Question:
I am developing an application that requires a bit of excessive memory allocation/freeing and re-allocation, but I have a doubt regarding the use of the realloc(void *, size_t) function, I have the following code:
void Resize(void *ptr, size_t sz) {
if (ptr == NULL || sz == 0)
return; /* No se ve afectado. */
void *tmp = realloc(ptr, sz); /* Aquí sucede mi problema. */
if (tmp == NULL)
return; /* No pasa nada en caso de NULL */
/* Otra logica... */
}
In the line: void *tmp = realloc(ptr, sz); My question is this:
If after this line I release the memory of ptr as follows:
free(ptr);
Will the tmp pointer still be valid and point to the new ^ memory address given by realloc ?

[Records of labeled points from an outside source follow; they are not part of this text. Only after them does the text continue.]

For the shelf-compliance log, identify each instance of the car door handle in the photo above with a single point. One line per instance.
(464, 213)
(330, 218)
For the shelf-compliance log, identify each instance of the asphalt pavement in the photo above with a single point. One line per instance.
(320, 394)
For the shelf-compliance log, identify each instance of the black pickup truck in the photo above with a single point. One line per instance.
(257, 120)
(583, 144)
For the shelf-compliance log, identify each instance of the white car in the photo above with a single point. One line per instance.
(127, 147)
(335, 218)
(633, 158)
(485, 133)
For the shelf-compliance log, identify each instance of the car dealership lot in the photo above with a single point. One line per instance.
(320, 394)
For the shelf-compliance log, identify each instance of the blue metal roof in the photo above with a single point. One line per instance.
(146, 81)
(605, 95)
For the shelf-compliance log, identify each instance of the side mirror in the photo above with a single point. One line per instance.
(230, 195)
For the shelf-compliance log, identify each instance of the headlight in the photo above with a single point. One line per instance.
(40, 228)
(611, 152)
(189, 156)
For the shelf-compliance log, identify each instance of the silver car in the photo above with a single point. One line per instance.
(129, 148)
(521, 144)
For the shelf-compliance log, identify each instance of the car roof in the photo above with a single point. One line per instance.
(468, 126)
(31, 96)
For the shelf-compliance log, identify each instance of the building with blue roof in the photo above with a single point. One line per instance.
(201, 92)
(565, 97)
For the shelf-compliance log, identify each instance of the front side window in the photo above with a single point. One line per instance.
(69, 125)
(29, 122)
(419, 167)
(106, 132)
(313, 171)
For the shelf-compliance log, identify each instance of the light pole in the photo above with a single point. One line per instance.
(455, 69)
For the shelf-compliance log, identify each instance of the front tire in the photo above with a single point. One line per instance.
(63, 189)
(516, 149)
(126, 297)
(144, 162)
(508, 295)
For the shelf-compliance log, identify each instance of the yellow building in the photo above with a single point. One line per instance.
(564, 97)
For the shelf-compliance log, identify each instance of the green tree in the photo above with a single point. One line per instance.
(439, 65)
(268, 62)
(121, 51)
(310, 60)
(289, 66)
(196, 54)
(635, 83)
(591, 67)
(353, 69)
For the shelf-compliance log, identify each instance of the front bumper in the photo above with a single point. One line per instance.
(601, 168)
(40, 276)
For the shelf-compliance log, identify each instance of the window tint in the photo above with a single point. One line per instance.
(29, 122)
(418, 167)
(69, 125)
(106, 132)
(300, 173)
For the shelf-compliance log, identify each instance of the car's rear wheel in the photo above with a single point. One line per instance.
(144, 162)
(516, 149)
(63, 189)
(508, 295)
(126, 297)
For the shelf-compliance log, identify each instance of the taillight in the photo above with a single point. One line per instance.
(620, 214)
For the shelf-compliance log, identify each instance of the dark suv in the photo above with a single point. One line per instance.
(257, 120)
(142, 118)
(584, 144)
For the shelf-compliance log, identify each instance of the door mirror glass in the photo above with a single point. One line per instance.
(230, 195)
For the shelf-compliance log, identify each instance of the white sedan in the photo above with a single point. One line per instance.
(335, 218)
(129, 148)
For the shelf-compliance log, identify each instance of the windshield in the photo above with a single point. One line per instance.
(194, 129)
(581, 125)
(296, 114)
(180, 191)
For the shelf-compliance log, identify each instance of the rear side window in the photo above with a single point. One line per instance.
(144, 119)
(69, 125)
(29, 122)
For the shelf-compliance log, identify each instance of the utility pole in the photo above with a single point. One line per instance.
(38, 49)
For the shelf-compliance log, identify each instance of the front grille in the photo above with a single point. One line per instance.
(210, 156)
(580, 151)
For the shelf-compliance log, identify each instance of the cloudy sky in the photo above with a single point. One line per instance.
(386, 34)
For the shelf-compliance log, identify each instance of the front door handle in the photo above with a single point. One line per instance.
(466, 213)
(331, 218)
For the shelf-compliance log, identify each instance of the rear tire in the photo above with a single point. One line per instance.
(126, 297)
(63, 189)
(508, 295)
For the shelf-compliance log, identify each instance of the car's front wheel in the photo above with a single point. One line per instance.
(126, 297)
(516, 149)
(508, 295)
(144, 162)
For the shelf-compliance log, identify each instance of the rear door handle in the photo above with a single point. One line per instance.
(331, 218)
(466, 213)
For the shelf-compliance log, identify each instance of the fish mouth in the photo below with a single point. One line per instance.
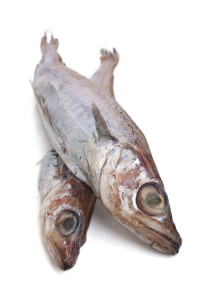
(160, 241)
(164, 243)
(64, 259)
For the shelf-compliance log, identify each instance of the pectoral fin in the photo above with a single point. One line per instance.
(101, 125)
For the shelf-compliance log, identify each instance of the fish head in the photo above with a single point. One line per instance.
(136, 198)
(65, 217)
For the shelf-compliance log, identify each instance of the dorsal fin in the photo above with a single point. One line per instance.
(100, 123)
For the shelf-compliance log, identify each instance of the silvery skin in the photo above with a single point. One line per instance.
(104, 148)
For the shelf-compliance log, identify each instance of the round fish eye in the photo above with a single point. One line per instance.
(68, 222)
(152, 199)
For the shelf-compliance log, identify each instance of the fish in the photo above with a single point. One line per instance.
(103, 147)
(64, 249)
(67, 205)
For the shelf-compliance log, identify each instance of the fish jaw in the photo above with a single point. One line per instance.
(64, 250)
(123, 175)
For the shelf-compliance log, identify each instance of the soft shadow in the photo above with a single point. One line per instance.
(103, 219)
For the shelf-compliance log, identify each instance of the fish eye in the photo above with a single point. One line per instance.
(152, 199)
(68, 222)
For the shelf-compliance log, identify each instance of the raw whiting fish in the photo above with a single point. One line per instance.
(65, 212)
(64, 249)
(104, 148)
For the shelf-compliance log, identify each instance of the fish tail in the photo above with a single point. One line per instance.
(112, 56)
(49, 49)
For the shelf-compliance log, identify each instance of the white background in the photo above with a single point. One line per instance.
(157, 83)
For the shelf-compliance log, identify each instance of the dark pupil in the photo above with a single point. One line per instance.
(68, 224)
(153, 200)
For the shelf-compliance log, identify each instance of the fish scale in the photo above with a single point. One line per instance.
(103, 147)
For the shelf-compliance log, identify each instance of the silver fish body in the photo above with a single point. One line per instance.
(65, 213)
(100, 143)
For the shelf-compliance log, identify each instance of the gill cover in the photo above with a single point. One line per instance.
(136, 198)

^: I say new because I don't know if realloc works like malloc to give memory addresses by resizing them.
Answer:
If after that line you release ptr , tmp will no longer be valid. Here's an example:
#include <stdlib.h>
int
main(int argc, char *argv[]) {
int *ptr;
int *tmp;
ptr = malloc(128);
tmp = realloc(ptr, 256);
free(ptr);
free(tmp);
return 0;
}
When you run the code you get:
Error in `./test': double free or corruption (top): 0x00000000019cb010
realloc works like malloc if ptr is NULL . If size is 0 then realloc works like free .
Here another example:
#include <stdlib.h>
#include <stdio.h>
int
main(int argc, char *argv[]) {
int *ptr;
int *tmp;
ptr = malloc(128);
tmp = realloc(ptr, 256);
printf("%p == %p\n", ptr, tmp);
free(ptr);
return 0;
}
And you will see that both addresses are the same.